I show two examples where the p-value < 0.05 threshold (statistical significance) leads to poor conclusions.
set.seed(123)
nobs <- 1000000 # as sample size increases, p-values fall, even if the signal is weak
x <- rnorm(nobs)
y <- 50 + 2*x + rnorm(nobs,0, 100)
df <- data.frame(x=x, y=y)
lm.mod <- lm(y ~ x, data=df)
summary(lm.mod)
##
## Call:
## lm(formula = y ~ x, data = df)
##
## Residuals:
## Min 1Q Median 3Q Max
## -458.92 -67.44 0.03 67.39 455.09
##
## Coefficients:
## Estimate Std.

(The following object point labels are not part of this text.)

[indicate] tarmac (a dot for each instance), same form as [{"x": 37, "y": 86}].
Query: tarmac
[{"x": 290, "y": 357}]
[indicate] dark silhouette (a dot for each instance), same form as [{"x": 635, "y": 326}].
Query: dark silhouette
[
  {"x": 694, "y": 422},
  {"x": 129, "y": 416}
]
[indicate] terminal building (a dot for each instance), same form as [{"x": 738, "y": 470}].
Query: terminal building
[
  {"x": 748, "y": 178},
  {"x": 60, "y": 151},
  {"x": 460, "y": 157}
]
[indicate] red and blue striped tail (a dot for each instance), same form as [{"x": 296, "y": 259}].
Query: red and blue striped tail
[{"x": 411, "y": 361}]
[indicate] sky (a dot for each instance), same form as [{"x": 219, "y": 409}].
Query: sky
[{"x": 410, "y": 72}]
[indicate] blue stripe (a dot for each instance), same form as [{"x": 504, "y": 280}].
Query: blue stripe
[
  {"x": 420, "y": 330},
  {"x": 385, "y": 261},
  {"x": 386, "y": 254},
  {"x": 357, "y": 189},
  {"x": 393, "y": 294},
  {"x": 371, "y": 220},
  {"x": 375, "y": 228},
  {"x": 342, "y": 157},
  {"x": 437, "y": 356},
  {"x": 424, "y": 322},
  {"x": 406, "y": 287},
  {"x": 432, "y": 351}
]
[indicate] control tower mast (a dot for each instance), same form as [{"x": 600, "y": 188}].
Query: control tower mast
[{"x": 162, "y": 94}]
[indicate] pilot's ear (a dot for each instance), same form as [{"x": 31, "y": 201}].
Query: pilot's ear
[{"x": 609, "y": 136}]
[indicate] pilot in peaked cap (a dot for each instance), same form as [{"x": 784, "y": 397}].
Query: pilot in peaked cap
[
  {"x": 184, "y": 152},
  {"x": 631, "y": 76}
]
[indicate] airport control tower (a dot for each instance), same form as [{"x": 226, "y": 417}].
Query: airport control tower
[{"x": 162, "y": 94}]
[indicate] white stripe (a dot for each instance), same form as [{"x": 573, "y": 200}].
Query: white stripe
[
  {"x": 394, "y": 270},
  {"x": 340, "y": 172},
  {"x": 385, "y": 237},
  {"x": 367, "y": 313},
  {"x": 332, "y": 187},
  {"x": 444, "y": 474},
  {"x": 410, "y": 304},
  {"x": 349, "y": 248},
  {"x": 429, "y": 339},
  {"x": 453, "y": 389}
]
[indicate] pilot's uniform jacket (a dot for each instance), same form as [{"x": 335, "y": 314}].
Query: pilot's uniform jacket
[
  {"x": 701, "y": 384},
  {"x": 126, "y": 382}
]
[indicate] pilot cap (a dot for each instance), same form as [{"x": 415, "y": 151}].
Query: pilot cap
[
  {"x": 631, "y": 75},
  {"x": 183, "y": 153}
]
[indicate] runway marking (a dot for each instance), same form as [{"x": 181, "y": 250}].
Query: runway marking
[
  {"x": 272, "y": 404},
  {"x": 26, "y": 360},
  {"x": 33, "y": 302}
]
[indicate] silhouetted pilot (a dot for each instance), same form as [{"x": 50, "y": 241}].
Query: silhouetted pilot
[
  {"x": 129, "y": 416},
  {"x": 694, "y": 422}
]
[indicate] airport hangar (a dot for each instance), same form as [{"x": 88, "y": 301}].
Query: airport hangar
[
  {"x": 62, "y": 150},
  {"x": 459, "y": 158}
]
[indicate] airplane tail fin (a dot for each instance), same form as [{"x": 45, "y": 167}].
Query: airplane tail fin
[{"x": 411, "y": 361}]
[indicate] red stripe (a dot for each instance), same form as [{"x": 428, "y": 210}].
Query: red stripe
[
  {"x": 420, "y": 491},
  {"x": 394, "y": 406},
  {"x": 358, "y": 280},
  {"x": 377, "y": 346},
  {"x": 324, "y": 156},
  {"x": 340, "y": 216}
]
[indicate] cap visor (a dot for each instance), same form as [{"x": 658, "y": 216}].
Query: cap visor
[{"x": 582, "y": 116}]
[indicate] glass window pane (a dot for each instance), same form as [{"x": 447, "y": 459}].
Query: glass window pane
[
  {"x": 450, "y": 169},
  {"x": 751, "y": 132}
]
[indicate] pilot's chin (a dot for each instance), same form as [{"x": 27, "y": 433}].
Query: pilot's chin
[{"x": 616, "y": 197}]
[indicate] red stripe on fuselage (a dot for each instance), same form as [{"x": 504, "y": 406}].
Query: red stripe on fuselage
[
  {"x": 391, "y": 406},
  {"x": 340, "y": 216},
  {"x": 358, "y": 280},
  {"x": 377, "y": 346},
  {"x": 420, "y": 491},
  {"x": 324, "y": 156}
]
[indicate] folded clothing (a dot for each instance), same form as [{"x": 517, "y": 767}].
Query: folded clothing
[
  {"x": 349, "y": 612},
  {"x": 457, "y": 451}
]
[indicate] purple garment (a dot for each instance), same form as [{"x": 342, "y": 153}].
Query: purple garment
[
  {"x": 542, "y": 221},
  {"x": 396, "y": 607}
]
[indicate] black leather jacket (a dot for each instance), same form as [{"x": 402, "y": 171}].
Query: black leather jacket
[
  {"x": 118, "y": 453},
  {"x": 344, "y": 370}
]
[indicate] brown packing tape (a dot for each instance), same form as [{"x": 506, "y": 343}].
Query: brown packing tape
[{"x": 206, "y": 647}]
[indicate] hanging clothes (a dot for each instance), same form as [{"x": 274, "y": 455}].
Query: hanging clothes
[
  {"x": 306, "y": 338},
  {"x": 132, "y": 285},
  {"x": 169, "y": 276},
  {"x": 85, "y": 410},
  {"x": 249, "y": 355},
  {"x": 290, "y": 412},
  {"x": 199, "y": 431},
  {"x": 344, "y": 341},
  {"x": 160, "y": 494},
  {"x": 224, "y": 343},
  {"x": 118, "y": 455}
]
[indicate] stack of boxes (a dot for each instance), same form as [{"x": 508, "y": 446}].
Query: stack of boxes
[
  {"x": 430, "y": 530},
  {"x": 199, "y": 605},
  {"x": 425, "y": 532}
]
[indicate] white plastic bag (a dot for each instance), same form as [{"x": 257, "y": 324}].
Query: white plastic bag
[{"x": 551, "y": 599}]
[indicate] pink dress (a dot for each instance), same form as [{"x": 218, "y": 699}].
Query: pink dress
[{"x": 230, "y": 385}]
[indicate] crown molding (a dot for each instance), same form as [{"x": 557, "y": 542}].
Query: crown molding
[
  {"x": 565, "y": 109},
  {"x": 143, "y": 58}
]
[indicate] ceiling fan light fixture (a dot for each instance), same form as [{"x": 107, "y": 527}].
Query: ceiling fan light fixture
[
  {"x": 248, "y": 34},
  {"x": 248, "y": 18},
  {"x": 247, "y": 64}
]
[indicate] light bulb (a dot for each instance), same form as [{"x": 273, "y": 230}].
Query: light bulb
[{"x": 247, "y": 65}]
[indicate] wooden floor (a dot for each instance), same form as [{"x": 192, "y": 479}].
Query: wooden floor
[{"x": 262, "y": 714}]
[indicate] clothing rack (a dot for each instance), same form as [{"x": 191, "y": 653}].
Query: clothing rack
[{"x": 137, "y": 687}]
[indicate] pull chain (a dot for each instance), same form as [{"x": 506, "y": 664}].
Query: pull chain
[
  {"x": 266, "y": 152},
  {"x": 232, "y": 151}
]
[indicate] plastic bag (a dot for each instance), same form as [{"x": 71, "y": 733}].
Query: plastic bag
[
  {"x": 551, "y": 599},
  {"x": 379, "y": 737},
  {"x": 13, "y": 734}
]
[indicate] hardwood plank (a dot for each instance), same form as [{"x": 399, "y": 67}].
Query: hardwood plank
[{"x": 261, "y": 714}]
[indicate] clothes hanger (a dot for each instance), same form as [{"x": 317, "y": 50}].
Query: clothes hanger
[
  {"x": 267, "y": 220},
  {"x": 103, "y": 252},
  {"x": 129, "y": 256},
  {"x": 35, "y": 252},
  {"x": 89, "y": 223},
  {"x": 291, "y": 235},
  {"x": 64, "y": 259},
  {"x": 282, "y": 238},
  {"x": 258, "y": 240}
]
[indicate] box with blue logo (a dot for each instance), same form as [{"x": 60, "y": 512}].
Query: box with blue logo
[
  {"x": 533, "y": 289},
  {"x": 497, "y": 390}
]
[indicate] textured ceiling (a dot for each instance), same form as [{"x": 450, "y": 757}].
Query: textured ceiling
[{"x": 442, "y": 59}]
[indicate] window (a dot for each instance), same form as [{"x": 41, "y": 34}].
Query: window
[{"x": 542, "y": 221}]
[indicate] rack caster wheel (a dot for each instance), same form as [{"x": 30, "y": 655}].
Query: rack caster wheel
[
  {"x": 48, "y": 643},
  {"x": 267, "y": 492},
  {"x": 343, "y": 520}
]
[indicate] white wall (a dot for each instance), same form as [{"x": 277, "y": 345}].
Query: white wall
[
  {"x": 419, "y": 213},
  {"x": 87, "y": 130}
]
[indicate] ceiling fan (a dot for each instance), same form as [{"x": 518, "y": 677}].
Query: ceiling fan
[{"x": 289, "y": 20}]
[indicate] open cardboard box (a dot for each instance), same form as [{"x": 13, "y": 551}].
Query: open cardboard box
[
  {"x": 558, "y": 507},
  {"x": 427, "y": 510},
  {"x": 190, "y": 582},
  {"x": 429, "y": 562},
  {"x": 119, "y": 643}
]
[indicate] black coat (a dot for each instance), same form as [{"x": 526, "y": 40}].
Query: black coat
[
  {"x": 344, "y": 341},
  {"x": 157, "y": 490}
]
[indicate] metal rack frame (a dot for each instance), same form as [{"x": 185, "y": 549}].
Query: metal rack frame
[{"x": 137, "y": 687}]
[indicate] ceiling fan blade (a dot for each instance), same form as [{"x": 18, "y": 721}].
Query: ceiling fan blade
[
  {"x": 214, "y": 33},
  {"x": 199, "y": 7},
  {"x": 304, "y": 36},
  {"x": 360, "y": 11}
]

Error t value Pr(>|t|)
## (Intercept) 49.84441 0.09998 498.57 <2e-16 ***
## x 1.91856 0.09998 19.19 <2e-16 ***
## ---
## Signif. codes: 0 '***' 0.001 '**' 0.01 '*' 0.05 '.' 0.1 ' ' 1
##
## Residual standard error: 99.98 on 999998 degrees of freedom
## Multiple R-squared: 0.0003681, Adjusted R-squared: 0.0003671
## F-statistic: 368.2 on 1 and 999998 DF, p-value: < 2.2e-16
The coefficient for x is statistically significant. Practically, this doesn’t mean much. The \(R^2\) is less than 0.1%.
set.seed(123)
nobs <- 20 # as sample size decreases, p-values increase, even if the signal exists
x <- rnorm(nobs)
y <- 50 + 2*x + rnorm(nobs,0, 5)
df <- data.frame(x=x, y=y)
lm.mod <- lm(y ~ x, data=df)
summary(lm.mod)
##
## Call:
## lm(formula = y ~ x, data = df)
##
## Residuals:
## Min 1Q Median 3Q Max
## -7.5615 -3.0093 -0.9287 4.1543 6.2955
##
## Coefficients:
## Estimate Std. Error t value Pr(>|t|)
## (Intercept) 49.7991 0.9598 51.883 <2e-16 ***
## x 1.6087 1.0013 1.607 0.126
## ---
## Signif. codes: 0 '***' 0.001 '**' 0.01 '*' 0.05 '.' 0.1 ' ' 1
##
## Residual standard error: 4.245 on 18 degrees of freedom
## Multiple R-squared: 0.1254, Adjusted R-squared: 0.07682
## F-statistic: 2.581 on 1 and 18 DF, p-value: 0.1256
The coefficient for x is not statistically significant at the 90% confidence level. However, the model has some predictive power. Combined with a strong narrative, intuition, and policy implications, this may be a viable model despite being “statistically insignificant”.